Anda di halaman 1dari 1

Bacaan: Markus 14:32-36

“TERUS MAJU WALAU GENTAR”

Kisah dalam perikop Markus 14:32-36 menggambarkan bagaimana Tuhan Yesus memasuki salah
satu fase paling sulit dalam hidup-Nya. Tuhan Yesus merasa gundah menjelang kematian-Nya.
Bahkan perikop tersebut menyebut dua kata: sangat takut dan gentar (ay. 33).
Nampaknya, dua kata itu dipakai oleh Injil Markus untuk menggambarkan bahwa ketakutan dan
kecemasan yang dialami Tuhan Yesus bukanlah pengalaman biasa melainkan perasaan yang sangat
mendalam. Ditambah lagi pada ayat 34 di mana Tuhan Yesus berkata bahwa hatiNya sangat sedih
dan mau mati rasanya. Sungguh gambaran yang kuat tentang ketakutan dan kesedihan yang
dahsyat. Kita tahu bahwa di tengah kegentaran-Nya, Tuhan Yesus akhirnya berserah pada kehendak
Bapa.

Ia tidak memilih untuk mengedepankan ego atau keinginan sendiri, melainkan menempatkan
keinginan- Nya dalam kepasrahan kepada Allah (ayat 36). Tuhan Yesus pun tidak memilih lari dari
masalah atau menyerah dari perjuangan yang telah Ia jalani. Tuhan Yesus terus maju meski gentar.

Dari kisah Tuhan Yesus kita dapat belajar tentang kegigihan berjuang.
Bukankah kegigihan berjuang adalah sesuatu yang penting dalam kehidupan kita?
Kita diajak untuk berkaca, khususnya di saat pandemi Covid-19 yang sama-sama sedang kita alami.
Pada masa pandemi sekarang ini kita dapat merasakan betul kegigihan semua pihak dan betapa
besar jasa mereka. Di sisi lain masih banyak diantara kita yang menyepelekan pandemi ini sehingga
sekadar menerapkan protokol kesehatan saja masih enggan.
Dalam kehidupan kita ke depan pergumulan akan terus ada. Meski pergumulan itu kelak akan
membuat kita gentar, janganlah kita mudah menyerah atau lari dari masalah.
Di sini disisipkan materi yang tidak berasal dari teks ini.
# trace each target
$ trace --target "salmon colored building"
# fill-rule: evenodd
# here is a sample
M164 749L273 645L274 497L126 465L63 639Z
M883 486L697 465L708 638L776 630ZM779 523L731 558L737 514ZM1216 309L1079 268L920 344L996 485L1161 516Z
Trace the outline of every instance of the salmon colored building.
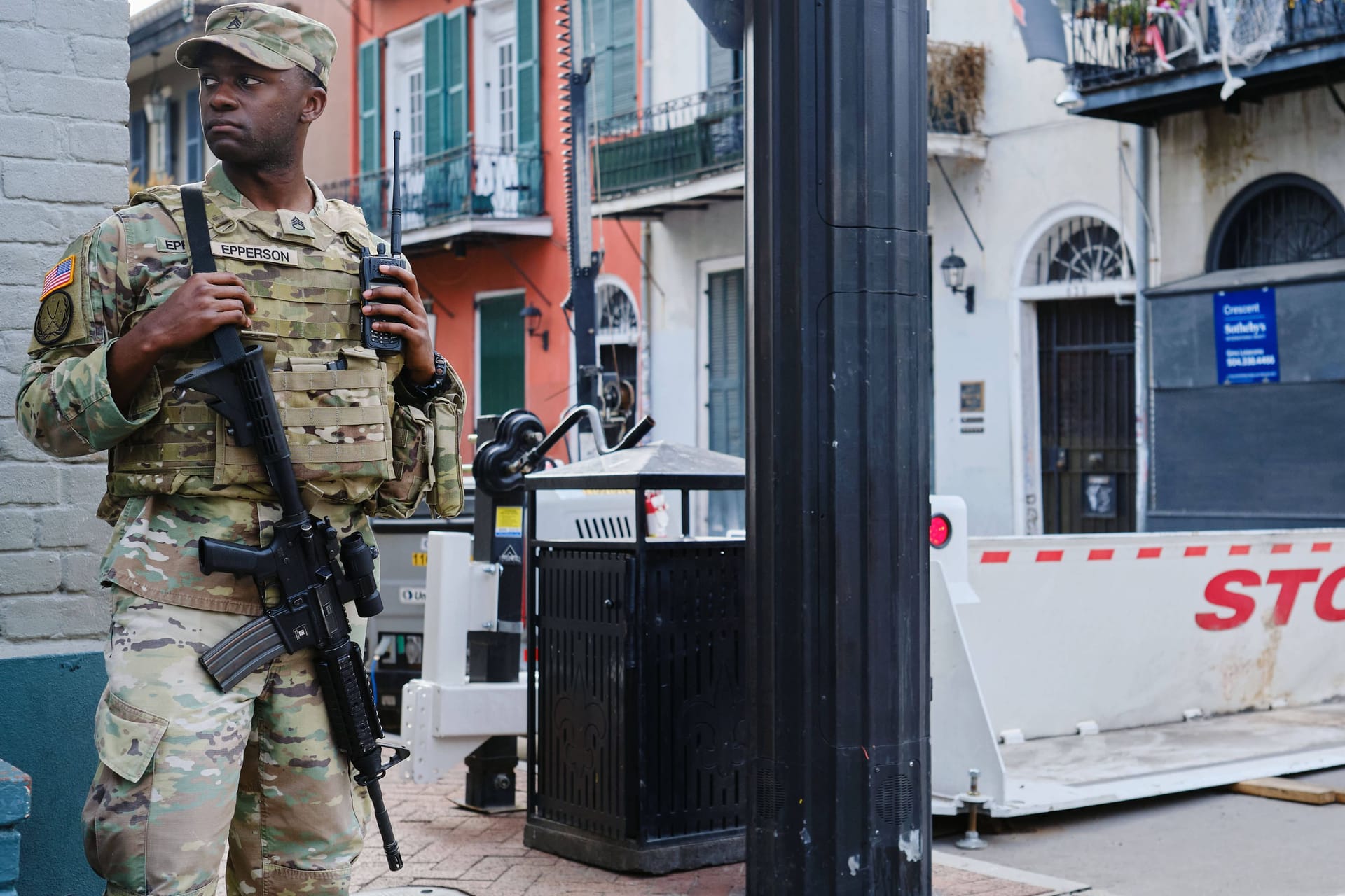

Salah satu kelemahan
manusia adalah kurangnya kegigihan dalam berjuang. Sebaliknya, orang- orang yang dapat bertahan
adalah orang-orang yang gigih. Hadapilah persoalan hidup kita, termasuk pergumulan dalam
keluarga kita masing-masing, dengan kesetiaan pada kehendak Allah.

Belajar dari Tuhan Yesus, doanya kepada Allah bukanlah doa fatalistik atau pasrah bongkokan dalam
arti meminta Allah Bapa melenyapkan masalah atau rasa takut itu. Di dalam doa-Nya, Tuhan Yesus
memang memiliki harapan dan permintaan. Namun pada akhirnya Ia sadar bahwa perjuangan hidup
harus terus dilaksanakan meski berat. Pun demikian dengan doa kita, semoga bukan sekadar media
untuk “lari dari masalah” atau “menyerahkan tanggung jawab” kepada Allah. Doa kita hendaknya
juga dihayati sebagai media untuk melangkah dengan mantap karena Allah senantiasa menyertai
dan menguatkan kita.

Bahan diskusi
1. Ceritakan salah satu pengalaman, khususnya di masa pandemi saat ini, yang paling membuat
Anda merasa takut dan gentar. Bagaimana sikap Anda menghadapi ketakutan itu?
2. Setelah kita bersama membaca bahan PA kali ini tentang menghadapi rasa takut dan gentar,
apa yang dapat kita pelajari untuk menghadapi berbagai pergumulan hidup?
3. Akhirnya, komitmen apa yang dapat kita bagikan kepada keluarga, teman seiman, tapi juga
kepada teman lainnya, tetangga dan banyak orang lain, dalam rangka mewujudkan
kesetiaan kita sebagai umat jemaat Allah meskipun gentar?